Enviada em 09/06/2020

Durante o século 16, a disseminação das doenças sexualmente transmissíveis assolava a Europa. Nessa época o anatomista e cirurgião Gabriele Fallopino produziu o [que descrevia ´´bainha de tecido leve`` para proteção de Dsts. Hodiernamente, o aumento de Dsts entre os jovens brasileiro tem se mostrado evolutivo devido a despreocupação do mesmo ao uma certa vitória do governo no combate a HIV/Aids.

Em teoria, jovens são mais informados com a relação sexual. Entretanto, apresentam comportamento sexual mais irresponsável e menos protegido, banindo a utilização dos métodos de proteção ficando a mercê das doenças sexualmente transmissíveis que são uma ameaças ´´persistentes e endêmicas no sistema de saúde global`` e têm profundo impacto na saúde dos jovens se não forem tratadas, elas podem levar sérios efeitos crônicos que incluem doenças neurológicas e cardiovasculares, infertilidade, abortos e risco de HIV, casionando exclusão social.

Além disso, um entrave é a mentalidade retrógrada de parte da população, que age como se a doença fosse transmitida através do toque, do abraço e do ato de comprimentar, uma questão sexual no Brasil tratada com um tabu.
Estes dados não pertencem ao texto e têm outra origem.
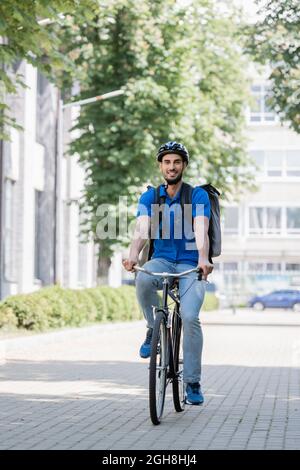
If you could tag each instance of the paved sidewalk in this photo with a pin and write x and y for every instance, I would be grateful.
(88, 389)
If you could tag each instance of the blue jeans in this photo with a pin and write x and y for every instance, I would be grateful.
(191, 294)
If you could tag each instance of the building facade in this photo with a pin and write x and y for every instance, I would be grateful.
(40, 191)
(261, 233)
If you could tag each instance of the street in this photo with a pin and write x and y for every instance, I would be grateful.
(88, 390)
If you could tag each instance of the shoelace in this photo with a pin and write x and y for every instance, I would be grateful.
(148, 337)
(195, 387)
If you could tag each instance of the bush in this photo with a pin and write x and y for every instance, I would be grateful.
(55, 307)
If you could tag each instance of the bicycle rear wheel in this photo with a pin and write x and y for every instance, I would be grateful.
(158, 368)
(178, 384)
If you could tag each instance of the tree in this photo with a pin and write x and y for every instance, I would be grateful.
(182, 74)
(24, 35)
(274, 40)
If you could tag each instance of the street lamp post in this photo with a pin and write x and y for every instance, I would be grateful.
(58, 230)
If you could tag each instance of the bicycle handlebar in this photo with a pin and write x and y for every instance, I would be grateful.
(165, 274)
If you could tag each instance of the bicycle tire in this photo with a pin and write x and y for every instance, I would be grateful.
(158, 368)
(178, 384)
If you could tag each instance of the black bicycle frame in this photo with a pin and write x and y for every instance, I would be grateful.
(167, 292)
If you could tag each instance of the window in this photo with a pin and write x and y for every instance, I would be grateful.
(292, 267)
(293, 163)
(41, 106)
(277, 163)
(264, 267)
(260, 110)
(256, 266)
(293, 220)
(230, 266)
(256, 220)
(274, 162)
(231, 220)
(10, 230)
(273, 267)
(38, 235)
(82, 255)
(265, 220)
(258, 156)
(273, 219)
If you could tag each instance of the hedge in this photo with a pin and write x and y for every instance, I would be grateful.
(56, 307)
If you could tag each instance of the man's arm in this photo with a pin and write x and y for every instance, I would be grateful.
(201, 224)
(140, 236)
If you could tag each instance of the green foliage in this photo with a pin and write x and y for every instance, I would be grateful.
(55, 307)
(181, 71)
(275, 40)
(23, 35)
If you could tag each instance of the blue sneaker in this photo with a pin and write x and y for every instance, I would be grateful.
(145, 350)
(193, 394)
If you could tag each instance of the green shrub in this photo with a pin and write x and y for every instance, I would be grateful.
(55, 307)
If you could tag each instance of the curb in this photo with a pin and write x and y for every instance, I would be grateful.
(19, 343)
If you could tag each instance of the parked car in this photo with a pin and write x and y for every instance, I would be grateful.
(277, 299)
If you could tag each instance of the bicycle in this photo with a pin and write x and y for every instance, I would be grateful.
(166, 360)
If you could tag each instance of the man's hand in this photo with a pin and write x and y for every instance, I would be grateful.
(206, 268)
(128, 264)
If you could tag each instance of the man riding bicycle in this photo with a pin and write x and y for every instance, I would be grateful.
(175, 254)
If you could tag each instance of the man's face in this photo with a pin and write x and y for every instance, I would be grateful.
(172, 168)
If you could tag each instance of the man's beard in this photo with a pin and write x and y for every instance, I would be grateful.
(172, 181)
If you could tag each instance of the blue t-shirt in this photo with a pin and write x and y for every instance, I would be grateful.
(178, 243)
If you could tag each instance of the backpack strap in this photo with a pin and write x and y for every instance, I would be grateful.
(158, 201)
(186, 198)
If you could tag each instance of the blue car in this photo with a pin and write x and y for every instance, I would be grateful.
(277, 299)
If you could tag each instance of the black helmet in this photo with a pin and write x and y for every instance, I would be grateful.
(173, 147)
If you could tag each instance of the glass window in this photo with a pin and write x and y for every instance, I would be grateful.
(273, 266)
(293, 162)
(293, 219)
(260, 106)
(38, 235)
(265, 220)
(256, 220)
(273, 219)
(274, 162)
(258, 156)
(231, 220)
(10, 230)
(230, 266)
(256, 266)
(292, 267)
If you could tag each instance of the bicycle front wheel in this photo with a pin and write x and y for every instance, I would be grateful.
(158, 368)
(178, 384)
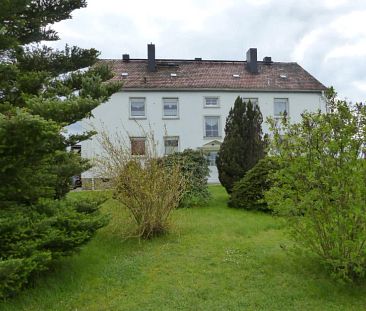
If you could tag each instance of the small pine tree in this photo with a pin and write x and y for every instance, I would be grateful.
(243, 145)
(41, 91)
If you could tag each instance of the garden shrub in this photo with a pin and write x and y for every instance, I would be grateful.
(243, 144)
(194, 167)
(32, 237)
(321, 186)
(151, 192)
(248, 193)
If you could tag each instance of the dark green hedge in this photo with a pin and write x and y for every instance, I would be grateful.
(248, 193)
(194, 166)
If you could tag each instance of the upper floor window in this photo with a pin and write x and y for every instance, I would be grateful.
(211, 101)
(253, 100)
(280, 107)
(137, 107)
(171, 144)
(138, 145)
(211, 157)
(170, 107)
(212, 126)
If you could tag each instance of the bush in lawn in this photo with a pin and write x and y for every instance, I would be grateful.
(33, 236)
(42, 91)
(149, 189)
(194, 167)
(321, 186)
(243, 145)
(248, 193)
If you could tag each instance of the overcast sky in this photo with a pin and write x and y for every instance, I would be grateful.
(326, 37)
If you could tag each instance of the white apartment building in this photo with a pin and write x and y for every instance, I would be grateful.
(185, 102)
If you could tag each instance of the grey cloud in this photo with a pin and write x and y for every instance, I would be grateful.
(276, 28)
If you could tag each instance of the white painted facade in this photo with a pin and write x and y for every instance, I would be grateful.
(189, 126)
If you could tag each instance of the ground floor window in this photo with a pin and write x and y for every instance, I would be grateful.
(138, 145)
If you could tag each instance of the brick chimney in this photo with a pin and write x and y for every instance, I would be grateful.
(252, 63)
(151, 62)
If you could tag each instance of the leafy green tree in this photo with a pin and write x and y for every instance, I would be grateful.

Tal atitude se relaciona ao conceito de banalidade do mal, trazido pela socióloga Hannah Arendt: quando uma atitude agressiva ocorre constantemente, as pessoas param de vê-la como errada.

Desse modo, é necessária uma  ação do Estado através do Ministério da saúde, criar campanhas midiáticas sobre a importância do uso de camisinhas voltadas para jovens por meio de canais de comunicação específicos como as redes sociais. Assim como o Ministério da educação em parceria com as escolas deve alterar a grade curricular dos alunos do ensino fundamental e médio, adicionando na disciplina de biologia que aborde questões relacionadas a Dsts com o fito de prevenir os jovens, e que o tecido social se desprenda de certos tabus para que não ocorra a exclusão social.